There are current proposals to amend the CJL to allow a Jersey company to make distributions out of any sources (save for the nominal share account and the capital redemption reserve).

This will be subject to the directors who approve the distribution making a prior statement of solvency. However, for the period before this change takes effect, there are transitional provisions which will allow a company to give financial assistance, secure in the knowledge that this will not constitute a distribution. The transitional procedure is also remarkably similar to the old financial assistance whitewash procedure in that it requires (a) a prior special resolution and (b) a statement of solvency to be given by the directors approving the financial assistance, confirming that they have formed the opinion:

  1. that, immediately following the date of the financial assistance, the company will be able to discharge its liabilities as they fall due; and
  2. that, having regard to the prospects of the company and their intentions with respect to the management of the company's business and the amount and character of the financial resources that, in their view, will be available to it, the company will be able to carry on business and discharge its liabilities as they fall due for a period of 12 months immediately following the date of the financial assistance or until the financial assistance or until the company is dissolved pursuant to a solvent winding up.
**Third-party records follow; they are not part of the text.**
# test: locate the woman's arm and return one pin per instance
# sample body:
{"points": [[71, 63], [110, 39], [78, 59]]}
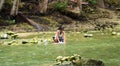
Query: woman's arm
{"points": [[64, 37]]}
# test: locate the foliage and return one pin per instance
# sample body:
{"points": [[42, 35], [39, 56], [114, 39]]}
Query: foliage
{"points": [[102, 46], [9, 1], [60, 5], [92, 2], [115, 3]]}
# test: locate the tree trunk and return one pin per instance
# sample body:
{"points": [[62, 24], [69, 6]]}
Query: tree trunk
{"points": [[1, 3], [79, 3], [14, 10], [101, 3], [43, 6]]}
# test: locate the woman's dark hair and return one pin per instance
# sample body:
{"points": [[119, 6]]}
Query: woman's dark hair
{"points": [[60, 28]]}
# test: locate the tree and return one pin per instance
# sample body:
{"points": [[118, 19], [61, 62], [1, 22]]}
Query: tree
{"points": [[79, 2], [43, 6], [101, 3], [1, 3], [15, 7]]}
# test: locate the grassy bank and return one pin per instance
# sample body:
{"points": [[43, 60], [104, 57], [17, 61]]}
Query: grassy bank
{"points": [[101, 46]]}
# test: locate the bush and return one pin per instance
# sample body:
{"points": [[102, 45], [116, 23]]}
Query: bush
{"points": [[60, 5]]}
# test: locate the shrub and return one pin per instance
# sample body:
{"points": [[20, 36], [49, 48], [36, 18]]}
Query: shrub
{"points": [[60, 5]]}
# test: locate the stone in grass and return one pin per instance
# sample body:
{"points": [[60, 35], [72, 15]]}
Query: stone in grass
{"points": [[88, 35], [25, 42], [92, 62], [114, 33], [10, 33], [4, 36], [14, 36]]}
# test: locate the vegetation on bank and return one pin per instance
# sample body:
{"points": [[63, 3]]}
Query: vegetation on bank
{"points": [[102, 46]]}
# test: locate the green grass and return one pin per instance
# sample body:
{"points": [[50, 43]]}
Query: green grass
{"points": [[101, 46]]}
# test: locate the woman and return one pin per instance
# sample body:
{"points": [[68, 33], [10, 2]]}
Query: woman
{"points": [[60, 36]]}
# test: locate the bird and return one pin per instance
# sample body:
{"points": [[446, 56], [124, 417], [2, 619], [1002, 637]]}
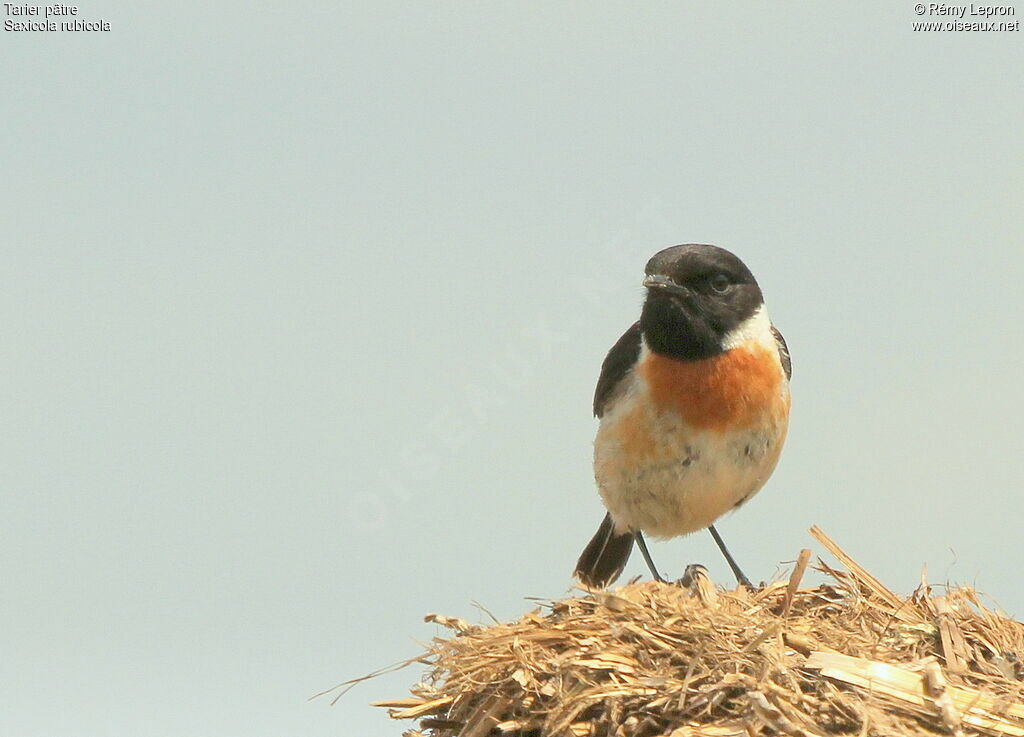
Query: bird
{"points": [[693, 408]]}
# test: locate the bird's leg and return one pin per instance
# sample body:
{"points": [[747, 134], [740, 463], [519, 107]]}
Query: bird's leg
{"points": [[740, 578], [646, 556]]}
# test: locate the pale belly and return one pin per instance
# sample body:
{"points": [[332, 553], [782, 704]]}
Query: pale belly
{"points": [[659, 476]]}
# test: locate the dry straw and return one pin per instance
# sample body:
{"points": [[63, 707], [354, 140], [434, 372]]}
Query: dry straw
{"points": [[847, 657]]}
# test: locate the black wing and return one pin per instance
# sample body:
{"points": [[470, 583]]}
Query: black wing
{"points": [[617, 363], [783, 352]]}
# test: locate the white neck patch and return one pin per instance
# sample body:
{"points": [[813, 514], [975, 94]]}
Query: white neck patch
{"points": [[756, 329]]}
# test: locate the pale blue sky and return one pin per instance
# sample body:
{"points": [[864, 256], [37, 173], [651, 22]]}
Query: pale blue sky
{"points": [[302, 310]]}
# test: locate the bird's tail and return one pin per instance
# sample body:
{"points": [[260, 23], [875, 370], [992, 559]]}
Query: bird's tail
{"points": [[604, 557]]}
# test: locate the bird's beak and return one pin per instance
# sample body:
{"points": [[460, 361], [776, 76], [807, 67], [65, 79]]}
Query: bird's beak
{"points": [[659, 282]]}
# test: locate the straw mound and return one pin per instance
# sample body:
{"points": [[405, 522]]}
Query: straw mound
{"points": [[848, 657]]}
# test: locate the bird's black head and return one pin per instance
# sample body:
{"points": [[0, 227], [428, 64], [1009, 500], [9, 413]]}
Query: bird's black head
{"points": [[696, 295]]}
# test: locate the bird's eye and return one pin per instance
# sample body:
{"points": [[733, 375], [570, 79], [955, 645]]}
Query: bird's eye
{"points": [[720, 283]]}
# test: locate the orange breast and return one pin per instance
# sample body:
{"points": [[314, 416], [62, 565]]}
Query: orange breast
{"points": [[730, 391]]}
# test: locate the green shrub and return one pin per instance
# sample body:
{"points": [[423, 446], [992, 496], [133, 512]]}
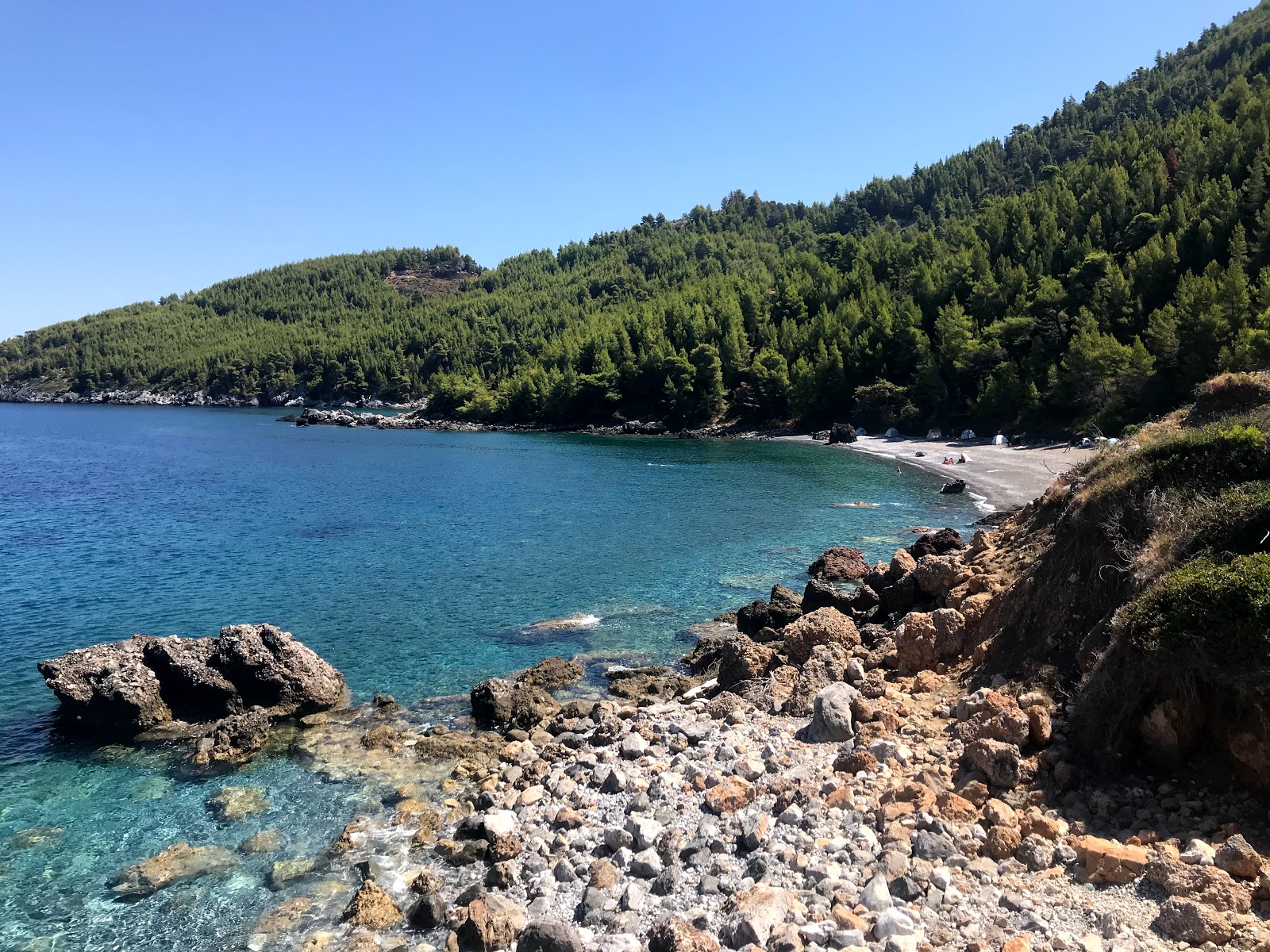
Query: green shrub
{"points": [[1222, 609]]}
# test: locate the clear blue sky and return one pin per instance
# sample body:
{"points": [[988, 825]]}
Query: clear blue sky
{"points": [[159, 148]]}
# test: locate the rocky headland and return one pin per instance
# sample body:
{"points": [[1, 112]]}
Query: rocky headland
{"points": [[821, 772]]}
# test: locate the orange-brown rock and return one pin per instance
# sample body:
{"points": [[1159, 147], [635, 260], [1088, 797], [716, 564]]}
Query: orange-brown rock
{"points": [[1108, 861], [729, 795], [825, 626], [372, 908], [1203, 884], [956, 809], [1003, 842]]}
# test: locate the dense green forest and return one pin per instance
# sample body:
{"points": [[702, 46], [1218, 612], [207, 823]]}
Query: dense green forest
{"points": [[1089, 270]]}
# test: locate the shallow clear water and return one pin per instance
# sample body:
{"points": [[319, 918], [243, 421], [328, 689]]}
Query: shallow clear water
{"points": [[410, 560]]}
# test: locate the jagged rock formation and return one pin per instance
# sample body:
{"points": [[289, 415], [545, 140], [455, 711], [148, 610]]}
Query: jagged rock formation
{"points": [[241, 678]]}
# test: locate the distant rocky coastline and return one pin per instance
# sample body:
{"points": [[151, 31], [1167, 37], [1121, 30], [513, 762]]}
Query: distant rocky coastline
{"points": [[817, 774], [29, 393]]}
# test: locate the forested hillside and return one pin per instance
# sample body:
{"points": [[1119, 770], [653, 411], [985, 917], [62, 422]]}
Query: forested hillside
{"points": [[1091, 268]]}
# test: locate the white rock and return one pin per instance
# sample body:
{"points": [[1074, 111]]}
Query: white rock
{"points": [[645, 831], [876, 896], [618, 942], [634, 898], [791, 816], [501, 823], [647, 865], [893, 922], [1199, 854], [633, 747]]}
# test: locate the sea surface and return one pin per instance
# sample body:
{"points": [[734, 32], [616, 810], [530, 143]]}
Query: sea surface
{"points": [[414, 562]]}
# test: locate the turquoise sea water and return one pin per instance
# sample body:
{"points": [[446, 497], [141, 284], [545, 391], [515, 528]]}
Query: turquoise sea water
{"points": [[410, 560]]}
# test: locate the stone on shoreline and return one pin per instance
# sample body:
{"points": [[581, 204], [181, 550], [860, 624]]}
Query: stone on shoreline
{"points": [[840, 564], [503, 704], [175, 863], [552, 673], [145, 682]]}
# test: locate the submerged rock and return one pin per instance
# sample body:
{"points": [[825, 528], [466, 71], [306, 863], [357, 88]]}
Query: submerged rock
{"points": [[145, 682], [175, 863], [232, 740], [371, 908], [552, 673], [503, 704], [840, 564], [237, 804]]}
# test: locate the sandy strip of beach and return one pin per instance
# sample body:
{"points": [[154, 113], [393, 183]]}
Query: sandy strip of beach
{"points": [[1006, 476]]}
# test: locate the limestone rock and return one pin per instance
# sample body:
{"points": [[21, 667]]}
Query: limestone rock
{"points": [[825, 626], [926, 639], [1204, 884], [493, 922], [755, 912], [1108, 861], [272, 670], [503, 704], [141, 683], [1187, 920], [232, 740], [997, 759], [371, 908], [108, 687], [728, 797], [237, 804], [831, 716], [840, 564], [175, 863], [552, 673]]}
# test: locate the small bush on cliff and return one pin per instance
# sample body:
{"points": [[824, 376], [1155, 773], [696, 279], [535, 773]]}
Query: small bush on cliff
{"points": [[1219, 609]]}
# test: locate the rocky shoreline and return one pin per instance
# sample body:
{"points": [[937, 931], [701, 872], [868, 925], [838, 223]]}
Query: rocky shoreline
{"points": [[817, 776]]}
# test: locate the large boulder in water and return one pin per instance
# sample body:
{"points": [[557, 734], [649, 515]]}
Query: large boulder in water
{"points": [[822, 594], [552, 673], [842, 433], [825, 626], [941, 543], [840, 564], [273, 670], [108, 685], [503, 704], [753, 619], [175, 863], [784, 606], [127, 687]]}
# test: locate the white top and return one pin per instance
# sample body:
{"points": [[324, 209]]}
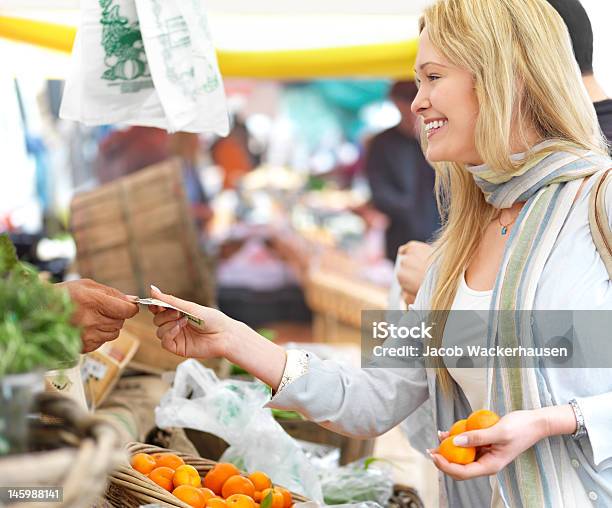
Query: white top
{"points": [[473, 381]]}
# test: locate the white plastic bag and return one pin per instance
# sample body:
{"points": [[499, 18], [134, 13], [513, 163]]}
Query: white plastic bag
{"points": [[233, 410], [121, 73], [363, 481]]}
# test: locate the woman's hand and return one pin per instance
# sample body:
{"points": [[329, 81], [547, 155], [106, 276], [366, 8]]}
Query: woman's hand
{"points": [[182, 337], [507, 439], [217, 336]]}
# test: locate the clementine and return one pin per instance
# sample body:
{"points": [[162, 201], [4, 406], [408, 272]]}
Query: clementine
{"points": [[260, 480], [458, 427], [190, 495], [481, 419], [168, 460], [187, 475], [163, 477], [240, 501], [278, 501], [143, 463], [218, 475], [237, 484], [456, 454], [286, 496]]}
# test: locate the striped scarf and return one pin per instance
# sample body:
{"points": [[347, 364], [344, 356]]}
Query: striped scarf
{"points": [[549, 185]]}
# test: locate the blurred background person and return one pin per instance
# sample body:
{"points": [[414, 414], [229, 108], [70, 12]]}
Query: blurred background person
{"points": [[581, 33], [401, 180]]}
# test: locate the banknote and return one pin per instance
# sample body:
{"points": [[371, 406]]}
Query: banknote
{"points": [[153, 301]]}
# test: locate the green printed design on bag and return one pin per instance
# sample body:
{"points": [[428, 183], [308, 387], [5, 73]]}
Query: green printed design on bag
{"points": [[125, 56], [176, 36]]}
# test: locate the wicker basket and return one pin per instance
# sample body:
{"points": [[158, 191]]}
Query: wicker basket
{"points": [[131, 489], [73, 451]]}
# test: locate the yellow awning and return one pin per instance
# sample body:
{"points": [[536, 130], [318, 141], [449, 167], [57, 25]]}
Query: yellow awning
{"points": [[383, 60]]}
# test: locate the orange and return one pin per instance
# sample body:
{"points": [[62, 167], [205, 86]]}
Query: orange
{"points": [[260, 480], [217, 476], [187, 475], [207, 493], [190, 495], [240, 501], [278, 501], [163, 477], [237, 484], [216, 502], [481, 419], [168, 460], [456, 454], [143, 463], [458, 427], [286, 496]]}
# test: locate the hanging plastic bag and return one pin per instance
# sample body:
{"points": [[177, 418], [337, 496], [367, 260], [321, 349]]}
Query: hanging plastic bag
{"points": [[361, 481], [233, 410], [119, 75]]}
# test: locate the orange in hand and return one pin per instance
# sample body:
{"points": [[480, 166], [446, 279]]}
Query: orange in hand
{"points": [[163, 477], [260, 480], [143, 463], [286, 496], [240, 501], [237, 484], [278, 500], [218, 475], [190, 495], [168, 460], [187, 475], [481, 419], [459, 427], [456, 454]]}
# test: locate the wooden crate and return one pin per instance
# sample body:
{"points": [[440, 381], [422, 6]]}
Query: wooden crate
{"points": [[102, 368], [138, 231]]}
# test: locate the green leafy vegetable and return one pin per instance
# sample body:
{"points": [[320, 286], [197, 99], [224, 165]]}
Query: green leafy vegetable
{"points": [[35, 328], [8, 255]]}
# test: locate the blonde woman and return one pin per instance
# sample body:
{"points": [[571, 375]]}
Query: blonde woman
{"points": [[515, 139]]}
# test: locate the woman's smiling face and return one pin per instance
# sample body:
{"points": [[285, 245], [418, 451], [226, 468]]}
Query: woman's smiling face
{"points": [[448, 106]]}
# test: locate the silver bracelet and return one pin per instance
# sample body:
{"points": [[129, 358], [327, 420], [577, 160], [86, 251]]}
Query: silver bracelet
{"points": [[580, 426], [296, 366]]}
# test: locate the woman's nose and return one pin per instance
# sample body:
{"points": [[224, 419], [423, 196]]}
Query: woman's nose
{"points": [[420, 102]]}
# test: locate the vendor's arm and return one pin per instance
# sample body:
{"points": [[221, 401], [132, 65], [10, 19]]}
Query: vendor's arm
{"points": [[507, 439], [100, 311], [383, 172], [352, 401]]}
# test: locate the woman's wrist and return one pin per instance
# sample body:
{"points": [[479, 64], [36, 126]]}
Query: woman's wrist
{"points": [[556, 420], [254, 353]]}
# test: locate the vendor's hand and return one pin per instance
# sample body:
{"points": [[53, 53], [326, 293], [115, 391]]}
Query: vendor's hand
{"points": [[100, 311], [502, 443], [414, 261], [181, 337]]}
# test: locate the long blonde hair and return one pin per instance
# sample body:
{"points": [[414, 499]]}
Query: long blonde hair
{"points": [[525, 74]]}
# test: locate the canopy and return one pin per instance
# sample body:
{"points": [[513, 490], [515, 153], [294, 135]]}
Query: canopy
{"points": [[293, 44]]}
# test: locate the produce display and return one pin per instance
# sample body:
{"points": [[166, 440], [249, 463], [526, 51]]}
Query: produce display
{"points": [[224, 486], [480, 419]]}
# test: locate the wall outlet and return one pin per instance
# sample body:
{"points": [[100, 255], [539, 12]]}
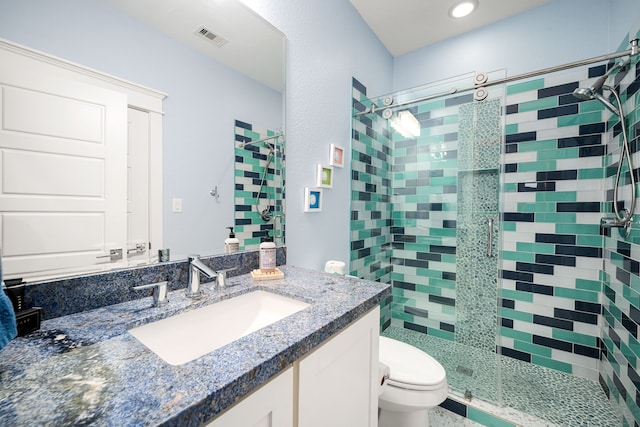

Given the lack of clarity rising from the Aveling Barford case and the potential risk that any action which results in value being provided to a shareholder being categorised as distribution, it is foreseen that companies will generally follow this procedure if in any doubt as to whether financial assistance constitutes a distribution or not.

In respect of the solvency test, it should be noted that:-

  • the sanction procedures are available to both private and public companies;
  • not all directors are required to approve the financial assistance, just those approving the financial assistance at the relevant board meeting;
  • the CJL defines "liabilities" as including "any amount reasonably necessary to be retained for the purpose of providing any liability or loss which is either likely to be incurred or certain to be incurred, but uncertain as to amount or as to date on which it will arise";
  • the test provides for a forward looking solvency test based upon the company's cash flow and ability to meet it as they fall due. There is no balance sheet test;
  • the sanction procedure does not require a statutory declaration or auditor's report. However, it is best practice for the directors to consider the financial and accounting records of the company before making such statement;
  • while there is no technical requirement for the solvency statement to be in writing separate from any board resolutions, it is best practice for a separate statement to be signed by the directors and tabled at the board meeting; and
  • the statement of solvency must be made or signed before the board authorises the giving of financial assistance which would otherwise constitute a distribution.

As a consequence of this change, the focus on analysing a transaction will shift from whether or not a transaction constitutes financial assistance and must therefore be whitewashed to whether a transaction constitutes a distribution and must therefore be either made in accordance with Articles 114 and 115 or sanctioned as per the new transitional procedures set out in Article 58.


Financial assistance had previously given rise to technical issues requiring procedural steps to be taken to avoid a transaction potentially being void. Therefore, the removal of the prohibition on unlawful financial assistance can only be seen as a positive step and one which benefits Jersey and the financial institutions that use it.

The content of this article is intended to provide a general guide to the subject matter. Specialist advice should be sought about your specific circumstances.